Second, timely collection of practice-based outcomes could improve outcomes. The success or failure of many ailments treated in primary care are monitored by independent or objective evaluation. Treatments for hypertension are monitored with routine checks of blood pressure. Treatments for high cholesterol are monitored with blood labs. While some of the targets of intervention by behavioral medicine specialists can be routinely checked, such as weight, others such as depression, pain, or fatigue are not generally monitored objectively. A growing body of work indicates that providing clinicians with objective feedback on the targets of treatment can improve outcomes³.

Third, practice-based evidence could begin to teach us what works in clinical practice versus what does not. It is likely that some clinicians are better than others. Some groups may be better than others. Identifying and understanding these differences may begin to help us understand what works and what does not.

Finally, practice-based evidence can provide us with the critical information regarding the adequacy and effect of instituting evidence based practice. Without feedback from systems in which EBP is implemented, we have no way of knowing if EBP is being properly implemented or having the desired effects.

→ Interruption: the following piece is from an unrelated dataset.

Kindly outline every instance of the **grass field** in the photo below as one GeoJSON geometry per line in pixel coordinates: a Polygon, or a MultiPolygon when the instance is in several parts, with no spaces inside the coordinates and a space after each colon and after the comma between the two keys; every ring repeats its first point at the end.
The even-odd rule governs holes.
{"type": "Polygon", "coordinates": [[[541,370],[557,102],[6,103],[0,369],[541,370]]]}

A wise clinical supervisor of mine many years ago said "assess, assess, assess, assess before you intervene, while you intervene and assess after you intervene." The EBP movement has high goals and aims. But it is critical that we develop the capacity to assess the system we are trying to treat. We cannot have evidence-based practice without first having good practice-based evidence.

As always, I welcome your thoughts, ideas and feedback. Feel free to write at d-mohr@northwestern.edu.

References:

  1. APA Presidential Task Force on Evidence-Based Practice. Evidence-based practice in psychology. Am Psychol 2006;61:271-85.
  2. Hansen NB, Lambert MJ, Forman EM. The psychotherapy dose-response effect and its implications for treatment delivery services. Clin Psychol: Sci and Pract 2002;9:329-343.
  3. Lambert MJ, Harmon C, Slade K, Whipple JL, Hawkins EJ. Providing feedback to psychotherapists on their patients' progress: clinical results and practice suggestions. J Clin Psychol 2005;61:165-74.